Do I need franchisor approval before I can close on a pizza franchise resale?

Yes — all major pizza franchise brands including Domino's, Pizza Hut, Papa Johns, and Marco's require the franchisor to approve the incoming buyer before the franchise agreement can be transferred. This process typically takes 30–60 days and involves a review of the buyer's financial qualifications, restaurant operating experience, and background check. Many franchisors also retain a right of first refusal, meaning they can elect to purchase the location themselves at the agreed price before the buyer can close.
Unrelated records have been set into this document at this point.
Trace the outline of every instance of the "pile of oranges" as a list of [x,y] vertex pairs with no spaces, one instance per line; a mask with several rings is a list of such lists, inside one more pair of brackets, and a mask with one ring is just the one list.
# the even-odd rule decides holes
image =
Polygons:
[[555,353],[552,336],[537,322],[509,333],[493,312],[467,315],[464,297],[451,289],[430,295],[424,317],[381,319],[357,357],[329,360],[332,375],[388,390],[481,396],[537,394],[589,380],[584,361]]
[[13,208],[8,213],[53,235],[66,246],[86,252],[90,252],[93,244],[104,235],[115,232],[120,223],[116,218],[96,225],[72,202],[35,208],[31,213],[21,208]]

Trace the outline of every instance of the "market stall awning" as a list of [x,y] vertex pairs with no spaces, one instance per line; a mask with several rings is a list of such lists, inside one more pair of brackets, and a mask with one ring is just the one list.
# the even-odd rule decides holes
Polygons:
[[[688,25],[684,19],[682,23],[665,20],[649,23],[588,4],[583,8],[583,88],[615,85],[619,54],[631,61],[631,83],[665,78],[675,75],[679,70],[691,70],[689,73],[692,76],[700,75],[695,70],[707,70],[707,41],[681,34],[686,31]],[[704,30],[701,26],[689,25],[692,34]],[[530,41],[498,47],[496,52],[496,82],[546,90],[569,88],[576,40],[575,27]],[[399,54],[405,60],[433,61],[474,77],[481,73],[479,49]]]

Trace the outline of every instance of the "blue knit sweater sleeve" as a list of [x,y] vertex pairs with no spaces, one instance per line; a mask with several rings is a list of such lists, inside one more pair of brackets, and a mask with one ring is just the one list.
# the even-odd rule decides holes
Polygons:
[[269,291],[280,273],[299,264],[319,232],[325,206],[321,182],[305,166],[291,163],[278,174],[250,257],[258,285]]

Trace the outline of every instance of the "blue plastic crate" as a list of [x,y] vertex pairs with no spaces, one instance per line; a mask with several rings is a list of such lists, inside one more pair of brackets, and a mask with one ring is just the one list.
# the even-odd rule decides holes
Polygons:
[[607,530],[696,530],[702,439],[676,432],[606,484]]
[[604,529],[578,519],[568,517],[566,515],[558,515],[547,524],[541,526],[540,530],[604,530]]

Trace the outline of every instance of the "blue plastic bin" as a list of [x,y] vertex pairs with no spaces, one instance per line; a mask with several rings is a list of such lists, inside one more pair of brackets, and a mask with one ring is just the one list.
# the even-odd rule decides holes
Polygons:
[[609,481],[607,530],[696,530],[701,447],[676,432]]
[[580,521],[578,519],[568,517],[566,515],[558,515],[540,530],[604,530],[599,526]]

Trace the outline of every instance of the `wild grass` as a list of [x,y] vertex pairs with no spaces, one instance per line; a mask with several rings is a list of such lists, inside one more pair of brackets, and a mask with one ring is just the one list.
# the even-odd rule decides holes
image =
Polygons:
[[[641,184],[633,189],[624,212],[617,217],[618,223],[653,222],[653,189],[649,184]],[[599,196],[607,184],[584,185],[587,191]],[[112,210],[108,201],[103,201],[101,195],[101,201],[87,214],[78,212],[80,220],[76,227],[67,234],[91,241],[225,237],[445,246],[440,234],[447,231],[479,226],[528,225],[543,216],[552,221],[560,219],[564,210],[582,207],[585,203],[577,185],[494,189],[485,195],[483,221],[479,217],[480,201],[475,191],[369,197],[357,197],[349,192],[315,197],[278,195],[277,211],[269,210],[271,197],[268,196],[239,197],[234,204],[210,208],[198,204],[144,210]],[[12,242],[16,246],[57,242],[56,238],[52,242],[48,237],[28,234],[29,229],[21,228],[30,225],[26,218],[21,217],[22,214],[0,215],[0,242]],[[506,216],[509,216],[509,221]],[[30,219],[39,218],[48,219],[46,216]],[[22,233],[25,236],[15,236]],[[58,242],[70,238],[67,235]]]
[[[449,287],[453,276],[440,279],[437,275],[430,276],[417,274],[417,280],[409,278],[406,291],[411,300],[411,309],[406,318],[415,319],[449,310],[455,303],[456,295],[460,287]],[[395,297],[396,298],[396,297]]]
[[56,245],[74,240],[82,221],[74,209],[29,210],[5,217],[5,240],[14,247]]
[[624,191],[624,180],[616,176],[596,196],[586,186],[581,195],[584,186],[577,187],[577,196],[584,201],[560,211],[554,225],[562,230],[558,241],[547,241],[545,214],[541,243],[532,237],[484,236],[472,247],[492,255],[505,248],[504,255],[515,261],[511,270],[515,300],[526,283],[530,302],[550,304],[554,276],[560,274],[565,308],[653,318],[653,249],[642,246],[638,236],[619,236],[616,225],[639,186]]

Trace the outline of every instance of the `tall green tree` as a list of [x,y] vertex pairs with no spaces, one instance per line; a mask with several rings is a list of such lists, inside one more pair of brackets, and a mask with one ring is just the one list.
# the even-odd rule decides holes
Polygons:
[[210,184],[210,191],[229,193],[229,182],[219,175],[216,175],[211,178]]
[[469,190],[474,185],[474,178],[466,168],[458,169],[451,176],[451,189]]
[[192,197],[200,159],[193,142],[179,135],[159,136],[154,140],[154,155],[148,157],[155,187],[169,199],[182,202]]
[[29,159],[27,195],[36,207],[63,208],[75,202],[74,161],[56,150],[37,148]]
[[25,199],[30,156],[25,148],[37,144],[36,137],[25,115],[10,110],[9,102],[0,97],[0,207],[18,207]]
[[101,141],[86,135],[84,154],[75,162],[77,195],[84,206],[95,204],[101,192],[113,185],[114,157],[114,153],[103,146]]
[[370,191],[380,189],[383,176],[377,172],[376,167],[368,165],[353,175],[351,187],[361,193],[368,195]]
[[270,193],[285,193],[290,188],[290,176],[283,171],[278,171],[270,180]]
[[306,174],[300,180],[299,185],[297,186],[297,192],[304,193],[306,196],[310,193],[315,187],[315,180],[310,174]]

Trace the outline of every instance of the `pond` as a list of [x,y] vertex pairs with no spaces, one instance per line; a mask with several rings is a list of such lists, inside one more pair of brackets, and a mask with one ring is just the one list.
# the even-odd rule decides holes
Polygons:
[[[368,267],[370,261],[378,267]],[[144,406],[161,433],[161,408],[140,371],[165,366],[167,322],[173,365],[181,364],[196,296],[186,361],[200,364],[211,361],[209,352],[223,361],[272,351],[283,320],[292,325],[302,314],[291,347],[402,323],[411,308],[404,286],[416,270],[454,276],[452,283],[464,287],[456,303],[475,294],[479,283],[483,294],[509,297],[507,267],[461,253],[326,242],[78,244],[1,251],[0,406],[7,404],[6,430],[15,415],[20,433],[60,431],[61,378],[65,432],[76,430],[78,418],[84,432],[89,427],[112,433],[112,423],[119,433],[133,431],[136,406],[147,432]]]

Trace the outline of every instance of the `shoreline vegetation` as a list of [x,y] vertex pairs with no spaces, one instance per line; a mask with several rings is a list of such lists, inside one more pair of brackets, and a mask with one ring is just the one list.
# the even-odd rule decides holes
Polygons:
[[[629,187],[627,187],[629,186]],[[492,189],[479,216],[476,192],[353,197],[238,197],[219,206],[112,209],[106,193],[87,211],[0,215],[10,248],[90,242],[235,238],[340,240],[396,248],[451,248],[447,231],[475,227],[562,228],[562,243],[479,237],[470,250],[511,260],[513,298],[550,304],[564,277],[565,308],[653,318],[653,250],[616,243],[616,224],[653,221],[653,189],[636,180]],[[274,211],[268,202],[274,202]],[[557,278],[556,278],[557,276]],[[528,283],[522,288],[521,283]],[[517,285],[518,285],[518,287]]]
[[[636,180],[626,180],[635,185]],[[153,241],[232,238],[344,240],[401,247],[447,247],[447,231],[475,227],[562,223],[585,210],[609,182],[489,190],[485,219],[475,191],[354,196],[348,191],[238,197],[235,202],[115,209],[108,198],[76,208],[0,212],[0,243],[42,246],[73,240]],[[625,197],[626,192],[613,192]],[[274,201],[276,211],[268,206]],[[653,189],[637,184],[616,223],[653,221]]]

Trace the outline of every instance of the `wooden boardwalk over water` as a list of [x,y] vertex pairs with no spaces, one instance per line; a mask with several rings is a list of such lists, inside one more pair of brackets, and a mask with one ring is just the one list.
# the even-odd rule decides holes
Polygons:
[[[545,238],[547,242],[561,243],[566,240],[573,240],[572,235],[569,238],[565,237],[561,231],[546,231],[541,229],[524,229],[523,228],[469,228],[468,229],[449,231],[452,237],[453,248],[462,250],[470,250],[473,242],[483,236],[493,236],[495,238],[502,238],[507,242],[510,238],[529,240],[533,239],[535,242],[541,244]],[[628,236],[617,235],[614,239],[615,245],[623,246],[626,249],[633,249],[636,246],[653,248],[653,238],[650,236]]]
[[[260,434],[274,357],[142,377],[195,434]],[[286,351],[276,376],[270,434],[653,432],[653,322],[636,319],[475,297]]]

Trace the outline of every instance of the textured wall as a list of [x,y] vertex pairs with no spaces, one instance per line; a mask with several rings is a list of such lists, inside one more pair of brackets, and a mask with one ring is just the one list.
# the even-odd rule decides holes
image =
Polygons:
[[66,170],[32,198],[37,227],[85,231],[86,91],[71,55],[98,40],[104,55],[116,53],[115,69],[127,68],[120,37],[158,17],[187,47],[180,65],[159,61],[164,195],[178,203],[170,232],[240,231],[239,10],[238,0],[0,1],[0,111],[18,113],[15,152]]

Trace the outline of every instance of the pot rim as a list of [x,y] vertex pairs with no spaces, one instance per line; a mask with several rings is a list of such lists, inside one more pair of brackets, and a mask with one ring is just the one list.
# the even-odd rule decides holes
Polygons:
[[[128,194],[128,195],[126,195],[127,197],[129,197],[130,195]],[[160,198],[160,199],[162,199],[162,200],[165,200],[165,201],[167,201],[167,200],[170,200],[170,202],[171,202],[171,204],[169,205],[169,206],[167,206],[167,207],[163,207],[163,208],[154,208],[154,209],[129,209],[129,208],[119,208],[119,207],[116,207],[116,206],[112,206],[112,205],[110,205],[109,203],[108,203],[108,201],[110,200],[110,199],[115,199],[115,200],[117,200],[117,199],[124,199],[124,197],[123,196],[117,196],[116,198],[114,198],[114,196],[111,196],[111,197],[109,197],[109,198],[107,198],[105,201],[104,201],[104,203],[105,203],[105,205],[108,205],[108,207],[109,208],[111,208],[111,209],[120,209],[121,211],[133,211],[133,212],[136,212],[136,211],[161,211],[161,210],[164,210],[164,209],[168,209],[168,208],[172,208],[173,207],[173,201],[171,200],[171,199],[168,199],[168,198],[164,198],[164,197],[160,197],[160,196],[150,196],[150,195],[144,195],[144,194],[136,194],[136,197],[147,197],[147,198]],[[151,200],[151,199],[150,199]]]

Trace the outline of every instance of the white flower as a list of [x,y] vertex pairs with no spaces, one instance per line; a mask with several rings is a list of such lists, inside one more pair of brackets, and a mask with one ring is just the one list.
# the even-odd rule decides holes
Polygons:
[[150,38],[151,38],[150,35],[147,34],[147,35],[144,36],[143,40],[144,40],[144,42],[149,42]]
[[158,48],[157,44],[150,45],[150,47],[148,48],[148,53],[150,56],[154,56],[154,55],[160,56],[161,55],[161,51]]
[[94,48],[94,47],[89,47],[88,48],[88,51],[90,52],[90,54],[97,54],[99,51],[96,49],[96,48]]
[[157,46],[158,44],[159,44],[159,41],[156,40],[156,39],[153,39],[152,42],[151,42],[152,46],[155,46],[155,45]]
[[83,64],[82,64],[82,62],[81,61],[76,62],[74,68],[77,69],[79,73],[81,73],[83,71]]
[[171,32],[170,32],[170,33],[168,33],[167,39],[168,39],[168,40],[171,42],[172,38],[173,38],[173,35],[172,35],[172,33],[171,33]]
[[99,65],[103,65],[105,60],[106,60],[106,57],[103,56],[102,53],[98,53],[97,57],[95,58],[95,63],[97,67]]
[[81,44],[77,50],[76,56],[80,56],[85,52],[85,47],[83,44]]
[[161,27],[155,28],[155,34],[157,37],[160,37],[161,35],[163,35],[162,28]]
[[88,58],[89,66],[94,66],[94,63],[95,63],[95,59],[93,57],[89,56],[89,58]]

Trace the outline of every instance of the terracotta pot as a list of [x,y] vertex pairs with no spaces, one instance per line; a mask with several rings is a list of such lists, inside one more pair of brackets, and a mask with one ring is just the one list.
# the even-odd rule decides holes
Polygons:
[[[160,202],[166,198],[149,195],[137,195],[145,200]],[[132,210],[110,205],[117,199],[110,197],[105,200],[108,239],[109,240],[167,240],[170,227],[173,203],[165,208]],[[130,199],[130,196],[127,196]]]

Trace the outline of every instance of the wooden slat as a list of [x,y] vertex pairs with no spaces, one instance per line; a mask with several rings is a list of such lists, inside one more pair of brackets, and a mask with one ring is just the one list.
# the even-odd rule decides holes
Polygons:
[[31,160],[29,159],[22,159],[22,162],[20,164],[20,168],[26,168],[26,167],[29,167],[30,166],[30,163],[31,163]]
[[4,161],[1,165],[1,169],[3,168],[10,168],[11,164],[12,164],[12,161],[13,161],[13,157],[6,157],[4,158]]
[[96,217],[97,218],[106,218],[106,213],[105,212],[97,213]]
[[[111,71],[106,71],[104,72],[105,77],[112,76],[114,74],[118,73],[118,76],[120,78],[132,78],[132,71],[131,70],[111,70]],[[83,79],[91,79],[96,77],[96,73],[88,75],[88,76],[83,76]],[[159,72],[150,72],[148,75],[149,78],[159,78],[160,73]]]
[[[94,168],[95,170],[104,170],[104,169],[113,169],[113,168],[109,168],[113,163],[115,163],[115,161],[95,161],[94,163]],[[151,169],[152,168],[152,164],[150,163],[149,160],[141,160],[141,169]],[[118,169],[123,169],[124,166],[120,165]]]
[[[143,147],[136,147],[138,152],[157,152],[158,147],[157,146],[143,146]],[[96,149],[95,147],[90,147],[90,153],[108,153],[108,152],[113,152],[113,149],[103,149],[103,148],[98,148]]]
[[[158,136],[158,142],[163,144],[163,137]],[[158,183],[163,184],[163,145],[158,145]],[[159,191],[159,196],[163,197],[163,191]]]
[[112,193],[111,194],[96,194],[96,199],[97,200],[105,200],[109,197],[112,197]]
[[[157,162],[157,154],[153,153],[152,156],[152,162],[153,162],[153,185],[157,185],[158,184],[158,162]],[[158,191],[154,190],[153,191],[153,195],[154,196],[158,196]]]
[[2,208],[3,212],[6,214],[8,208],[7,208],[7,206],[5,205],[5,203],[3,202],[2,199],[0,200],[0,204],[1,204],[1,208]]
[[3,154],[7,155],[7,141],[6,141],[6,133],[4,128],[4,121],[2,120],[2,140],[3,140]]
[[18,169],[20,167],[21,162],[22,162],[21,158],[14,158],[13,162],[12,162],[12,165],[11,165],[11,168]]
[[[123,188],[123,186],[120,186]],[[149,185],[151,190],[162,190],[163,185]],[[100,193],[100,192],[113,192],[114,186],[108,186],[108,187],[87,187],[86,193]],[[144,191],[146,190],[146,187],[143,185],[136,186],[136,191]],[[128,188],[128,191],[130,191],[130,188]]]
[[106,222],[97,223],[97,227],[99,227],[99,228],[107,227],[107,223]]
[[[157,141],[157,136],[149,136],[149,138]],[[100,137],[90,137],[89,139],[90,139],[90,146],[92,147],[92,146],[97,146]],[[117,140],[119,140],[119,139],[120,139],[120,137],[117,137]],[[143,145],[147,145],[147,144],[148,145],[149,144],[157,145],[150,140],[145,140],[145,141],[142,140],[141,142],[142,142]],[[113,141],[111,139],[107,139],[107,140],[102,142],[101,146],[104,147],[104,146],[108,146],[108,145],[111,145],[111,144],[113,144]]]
Initiate the franchisor approval process as early as possible — ideally in parallel with your SBA underwriting — to avoid timeline conflicts that can jeopardize the deal.

What is a realistic EBITDA multiple for a pizza franchise resale in the $1M–$5M revenue range?

Pizza franchise resale transactions in the lower middle market typically trade at 2.5x–4.5x store-level EBITDA. Single units with below-average margins or short remaining lease terms tend to close at the lower end of that range, while multi-unit portfolios with consistent same-store sales growth, experienced management teams, and strong lease positions command multiples at or above 4x. Margins in this segment typically run 10–18% at the store level after royalties and marketing fund contributions, so a 4-unit portfolio generating $2.4M in combined revenue with 15% EBITDA would produce roughly $360,000 in store-level earnings, implying a deal value of $900,000–$1,620,000 depending on deal quality.

Can I use an SBA 7(a) loan to buy an existing pizza franchise?

Yes — pizza franchise resales are among the most SBA-eligible small business acquisitions because the franchisor brand, established revenue history, and FDD documentation provide the credit story that SBA lenders need. Most SBA lenders will finance 80–90% of the acquisition cost including goodwill, equipment, and working capital, with the buyer contributing 10–15% equity and the seller often carrying a subordinated note for 5–10%. The SBA also maintains a Franchise Registry that includes most major pizza brands, which can accelerate lender review. Expect a 60–90 day underwriting process from a lender experienced in franchise transactions.

What happens to the franchise agreement when a pizza franchise is sold?

The existing franchise agreement does not automatically transfer to the buyer. Instead, the buyer typically signs a new franchise agreement with the franchisor at the time of transfer — which means the buyer will be subject to the current terms, royalty rates, and required investment standards in the most recent FDD, not the seller's original agreement. This is a critical distinction because the current FDD may include updated technology requirements, remodel standards, or higher marketing fund contributions that the seller's original agreement did not. Always compare the seller's current agreement terms against the current FDD before finalizing your purchase price.

What are the biggest deal-killers in pizza franchise acquisitions?

The most common deal-killers in pizza franchise resales are: short or non-assignable leases where the landlord demands significant rent increases as a condition of consent; franchisor denial of the buyer due to insufficient capital or lack of restaurant operating experience; SBA lender withdrawal due to declining same-store sales in the 12 months preceding close; discovery during due diligence of unreported owner compensation, cash sales, or deferred equipment maintenance that reduces adjusted EBITDA below the threshold needed to service acquisition debt; and franchisor exercise of a right of first refusal that eliminates the buyer entirely. Addressing lease assignability, franchisor qualification, and financial transparency early in the process significantly reduces these risks.

How should a seller prepare their pizza franchise financials before going to market?

Sellers should prepare at least 3 years of tax-filed financials alongside monthly store-level P&L statements that clearly separate revenue, cost of goods, labor, royalties, marketing fund contributions, and occupancy costs by location. Any personal expenses run through the business — vehicle payments, personal cell phones, family member salaries — should be identified and documented as add-backs to normalize EBITDA. Buyers and their SBA lenders will scrutinize these figures intensely, and any inconsistency between tax returns and internal P&Ls will trigger lender skepticism that can delay or kill the deal. Engaging a CPA with franchise or restaurant experience to prepare a quality of earnings analysis before going to market can significantly increase buyer confidence and justify a higher valuation multiple.